Choose the Right Wine: 7 Tips on How to Shop Smarter

Food and Wine, How To, Wine and Spirits, Wine Selection -

Choose the Right Wine: 7 Tips on How to Shop Smarter

Suppose you walk into a grocery store looking for chicken soup. But instead of a few well-known brands, you find an entire wall of chicken soup—hundreds and hundred of brands. Plus, the chicken soup ranges all over the place in price, from 50 cents to 50 bucks a can. And in case that isn't enough, every year, every single chicken soup is slightly different. Some years are better (sun is shining; chickens are happy; great taste); some years are worse (chickens get hailed on and feel like hell; taste like it, too). So if you buy the wrong brand of chicken soup from the wrong year, you're going to have a way less pleasureable soup experience than if you'd bought a different can. Anyone sane, walking up to a wall like that, would have to think to themselves, "Man, what is with all this ding-damn soup?"

Now, instead of chicken soup, think Chardonnay.

Recently I spent a few weeks working in wine stores around the country. I wanted to get an on-the-ground read on wine in America today. Way back when, in the antediluvian 1990s, I worked for a wine importer and spent a lot of time hanging out in stores. These days, the number of wines on the market is vastly larger, but at the same time, there’s far more information about wine available to anyone with an internet connection. I wondered: Were people more baffled by all those choices? Less? Did consumers stick to the tried and true, or had we become a nation of wine adventurers, lighting out for the territories with nary a look backward?

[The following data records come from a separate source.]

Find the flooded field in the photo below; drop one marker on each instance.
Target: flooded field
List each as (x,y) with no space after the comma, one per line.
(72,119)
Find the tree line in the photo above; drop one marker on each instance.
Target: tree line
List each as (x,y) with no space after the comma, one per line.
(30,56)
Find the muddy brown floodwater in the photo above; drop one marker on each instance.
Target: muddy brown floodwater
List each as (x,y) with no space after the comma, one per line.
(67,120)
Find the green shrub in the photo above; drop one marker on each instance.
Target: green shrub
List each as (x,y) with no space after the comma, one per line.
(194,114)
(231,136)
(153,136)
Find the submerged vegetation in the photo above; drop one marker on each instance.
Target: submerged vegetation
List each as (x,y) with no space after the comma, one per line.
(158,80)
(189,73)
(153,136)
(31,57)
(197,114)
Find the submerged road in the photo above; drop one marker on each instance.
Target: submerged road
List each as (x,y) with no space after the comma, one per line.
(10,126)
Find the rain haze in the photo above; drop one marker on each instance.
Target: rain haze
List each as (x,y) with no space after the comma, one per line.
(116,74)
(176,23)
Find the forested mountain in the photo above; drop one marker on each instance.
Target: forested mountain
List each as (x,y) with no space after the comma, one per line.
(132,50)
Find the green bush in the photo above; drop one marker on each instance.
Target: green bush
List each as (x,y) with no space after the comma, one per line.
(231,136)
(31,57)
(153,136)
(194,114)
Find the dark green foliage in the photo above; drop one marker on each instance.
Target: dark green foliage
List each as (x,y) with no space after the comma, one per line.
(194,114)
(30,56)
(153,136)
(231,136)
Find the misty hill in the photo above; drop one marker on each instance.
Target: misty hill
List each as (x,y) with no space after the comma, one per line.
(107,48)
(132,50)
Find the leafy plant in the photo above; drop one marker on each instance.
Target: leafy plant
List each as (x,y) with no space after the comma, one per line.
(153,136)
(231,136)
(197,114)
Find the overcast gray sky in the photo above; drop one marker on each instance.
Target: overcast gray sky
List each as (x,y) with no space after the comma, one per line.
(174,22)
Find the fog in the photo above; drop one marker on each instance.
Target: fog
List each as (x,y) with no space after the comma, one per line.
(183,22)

I figured the best way to find out was to don an apron and start selling wine.

If you drive down Cotner between Pico and Olympic in Los Angeles and take a left just before the 405 on-ramp, you’ll find The Wine House. Big and warehouse-y, crammed full of wine (over 7,000 selections), it’s a destination for bargain hunters and Burgundy collectors alike. Jim and Glen Knight, whose family owns the place, thought it totally reasonable to let an itinerant wine writer parachute into their store and pretend to be a salesperson. (Possibly this was lunacy on their part, but who was I to argue?) 


But back to Chardonnay. The Wine House sells about 600 different Chardonnays. At Western Market in Birmingham, Alabama, where I also worked a stint, there are more than 300. Super Buy-Rite, outside the Holland Tunnel that separates New York City from New Jersey, sells 400, from nine different countries. And as Dwight Shaw, the manager of Total Wine & More in Cherry Hill, New Jersey, told me, “People come in and say, ‘Where’s your Chardonnay?’ and I tell them, ‘It’s this entire aisle.’ And they just freeze.” That’s because the Chardonnay aisle at that particular Total Wine is about 50 feet long.

When I asked customers to describe what they found the experience of buying wine to be like (once I ditched my disguise and revealed what I was actually up to), they used words like “daunting,” “overwhelming,” “confusing,” and “total crapshoot.” Even with all the easy-to-access wine knowledge out there on the internet and in magazines at their fingertips, people still feel like they’re drowning in an ocean of wine. (In case it’s any comfort to everyday wine shoppers, people in the wine business often feel that way, too.) 

But here’s the other thing I learned from my time selling wine at these stores: There are some simple ways to get your bearings and become a more empowered wine buyer—starting right now. Wine shoppers of America, take heart! Here’s what to do.

1. Buy your wines from a store with employees who actually can help you. Skip the usual unstaffed supermarket aisles, and avoid places like a Pennsylvania state store I stopped into recently, which had all the soul-draining fluorescent charm of a methadone clinic and seemed to be staffed by the undead. And if anyone ever makes you feel dumb, walk right out and find another store.

The truth is, the best wine stores are the ones that are staffed by people who love wine. One reason I could sell some guy I’d never met before an entire case of German Riesling when I was in L.A. is because I really love Riesling, and he was getting into Riesling, and we got to talking—and when it comes to wine­, passion is infectious.